After slashing the officers, the man seized their handguns and shot both. He shot dead a 22-year-old trainee teacher who was sitting in a car before entering a high school about 100 meters (yards) away and taking two female employees hostage.
That triggered a major intervention by armed police. Pupils were moved to safety as a gunbattle broke out that sent people in the street racing for cover. Four police officers were wounded before the attacker was finally killed.
“The goal of the assassin was to target the police,” Liege police chief Christian Beaupere told a news conference.
The attacker’s profile showed up concerns about the risks of petty criminals, including those not from Muslim backgrounds, being inspired to Islamist violence while incarcerated. Convicts have been behind several recent attacks in Europe, including some using little more weaponry than a knife or rental truck.
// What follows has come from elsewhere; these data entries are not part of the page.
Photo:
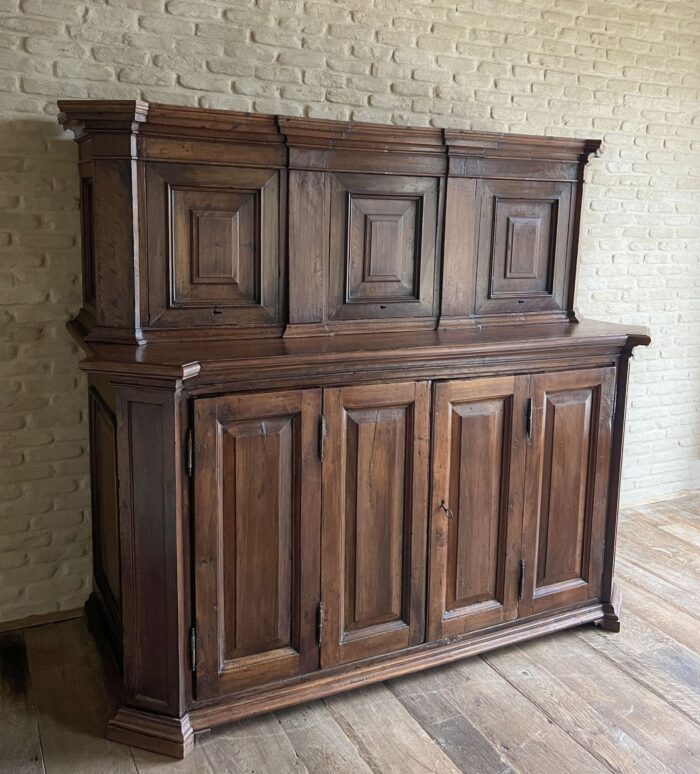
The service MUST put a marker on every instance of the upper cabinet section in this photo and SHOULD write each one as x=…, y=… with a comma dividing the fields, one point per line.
x=203, y=223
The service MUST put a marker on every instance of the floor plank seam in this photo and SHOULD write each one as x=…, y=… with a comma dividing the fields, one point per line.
x=634, y=676
x=548, y=715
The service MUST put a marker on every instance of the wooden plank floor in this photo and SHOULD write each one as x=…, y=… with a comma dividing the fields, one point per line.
x=579, y=701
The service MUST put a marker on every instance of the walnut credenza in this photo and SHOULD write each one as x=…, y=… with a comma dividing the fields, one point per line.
x=344, y=421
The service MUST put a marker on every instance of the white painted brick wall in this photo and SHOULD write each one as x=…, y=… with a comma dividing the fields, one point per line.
x=626, y=71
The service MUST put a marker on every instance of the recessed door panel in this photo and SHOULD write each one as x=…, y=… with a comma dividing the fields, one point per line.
x=524, y=245
x=256, y=538
x=383, y=236
x=213, y=245
x=375, y=485
x=478, y=465
x=568, y=473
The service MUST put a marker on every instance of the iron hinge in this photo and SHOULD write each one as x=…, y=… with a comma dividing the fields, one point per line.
x=189, y=452
x=528, y=419
x=321, y=436
x=319, y=623
x=193, y=649
x=521, y=579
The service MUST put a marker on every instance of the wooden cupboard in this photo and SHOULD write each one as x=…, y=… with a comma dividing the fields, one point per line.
x=345, y=421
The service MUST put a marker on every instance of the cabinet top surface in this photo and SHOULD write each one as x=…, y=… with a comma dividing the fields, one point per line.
x=187, y=359
x=83, y=116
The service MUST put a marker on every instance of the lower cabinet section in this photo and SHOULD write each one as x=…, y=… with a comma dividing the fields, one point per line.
x=567, y=484
x=375, y=504
x=479, y=453
x=256, y=539
x=328, y=530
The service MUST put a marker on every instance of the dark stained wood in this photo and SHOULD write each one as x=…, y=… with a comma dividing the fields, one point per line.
x=203, y=207
x=522, y=261
x=383, y=236
x=477, y=500
x=567, y=480
x=459, y=253
x=626, y=705
x=256, y=539
x=374, y=519
x=105, y=515
x=308, y=248
x=213, y=246
x=279, y=535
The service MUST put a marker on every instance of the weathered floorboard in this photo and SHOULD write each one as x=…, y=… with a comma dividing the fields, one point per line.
x=581, y=700
x=20, y=747
x=72, y=702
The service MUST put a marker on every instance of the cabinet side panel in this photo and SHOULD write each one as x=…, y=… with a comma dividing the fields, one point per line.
x=567, y=437
x=152, y=548
x=105, y=515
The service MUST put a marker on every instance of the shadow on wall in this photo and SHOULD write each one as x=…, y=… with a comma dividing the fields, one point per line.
x=44, y=489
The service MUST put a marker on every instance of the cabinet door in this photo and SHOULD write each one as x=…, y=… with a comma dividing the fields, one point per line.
x=375, y=482
x=568, y=470
x=256, y=538
x=478, y=468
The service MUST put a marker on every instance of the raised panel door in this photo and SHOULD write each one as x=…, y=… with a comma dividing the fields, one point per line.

The national crisis center, on high alert since attacks by Islamic State in Paris and Brussels in the past three years, said it had not raised its alert level – an indication the man was acting alone and so follow-up attacks were not expected.
La Libre Belgique newspaper quoted a police source as saying the gunman shouted “Allahu Akbar” – God is greatest in Arabic. Beaupere declined to comment when asked about that.
A Koran and prayer rug were found during a search of his cell, Paris-Match magazine said. Belgian media said he had been put on the radical watchlist last year. De Standaard newspaper said police also suspected him of the murder late on Monday of a criminal associate whose body was found south of Liege.
Confirming that the attacker was on the police watchlist, lawmaker George Dallemagne, who sits on several Belgian parliamentary security committees, tweeted: “The supervision of radicalized prisoners remains tragically flawed.”